Mulberry: Empowering MLLM with o1-like Reasoning and Reflection via Collective Monte Carlo Tree Search

Huanjin Yao, Jiaxing Huang, Wenhao Wu, Jingyi Zhang, Yibo Wang, Shunyu Liu, Yingjie Wang, Yuxin Song, Haocheng Feng, Li Shen, Dacheng Tao

The research paper titled “Mulberry: Empowering MLLM with o1-like Reasoning and Reflection via Collective Monte Carlo Tree Search” presents a groundbreaking approach in the realm of artificial intelligence by integrating collective learning into tree search methods. The key highlight of the study is the introduction of the Collective Monte Carlo Tree Search (CoMCTS) algorithm, which significantly advances reasoning capabilities in multimodal large language models (MLLMs). By incorporating insights from multiple models, CoMCTS addresses traditional limitations in search effectiveness, enabling the dynamic construction of reasoning paths. This novel methodology is further supported by the creation of the Mulberry-260k dataset, designed to train and test models for explicit reasoning and reflection. The resulting Mulberry models demonstrate remarkable improvements over existing benchmarks, showcasing the power of ensemble learning in AI. The paper’s significance lies in its potential to transform AI problem-solving by promoting step-by-step reasoning akin to human thought processes, thereby setting a new standard for reasoning proficiency. Future research could explore CoMCTS’s applicability beyond MLLMs, investigate adaptive version developments, and assess its performance in diverse environments, potentially impacting areas such as autonomous decision-making and ethical AI applications. This work is essential reading for its innovative integration of collective intelligence and its implications for advancing AI model capabilities. The authors are preparing for their code release at https://github.com/HJYao00/Mulberry and this blog post implements a demo of number puzzle solver to illustrate the paper’s concept.

Mind map

Highlights explained

Introduction of Collective Monte Carlo Tree Search (CoMCTS)

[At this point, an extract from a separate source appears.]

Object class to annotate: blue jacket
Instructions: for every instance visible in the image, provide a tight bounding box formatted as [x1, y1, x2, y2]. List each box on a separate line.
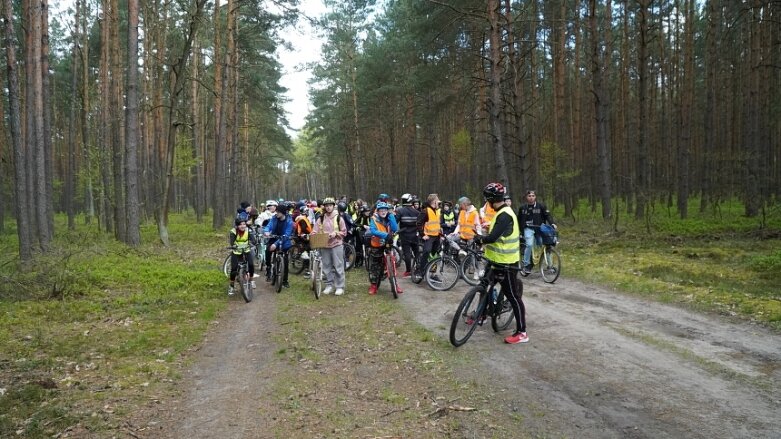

Explanation: CoMCTS is an advanced algorithm introduced in the paper to enhance reasoning capabilities in Multimodal Large Language Models (MLLMs). It incorporates collective learning into traditional Monte Carlo Tree Search (MCTS) methods, allowing multiple MLLMs to collaboratively explore and identify effective reasoning paths.

Significance: By leveraging collective knowledge from various models, CoMCTS addresses the limitations of traditional MCTS in terms of search effectiveness and efficiency. It allows for a broader exploration of reasoning spaces, ultimately leading to improved reasoning outcomes.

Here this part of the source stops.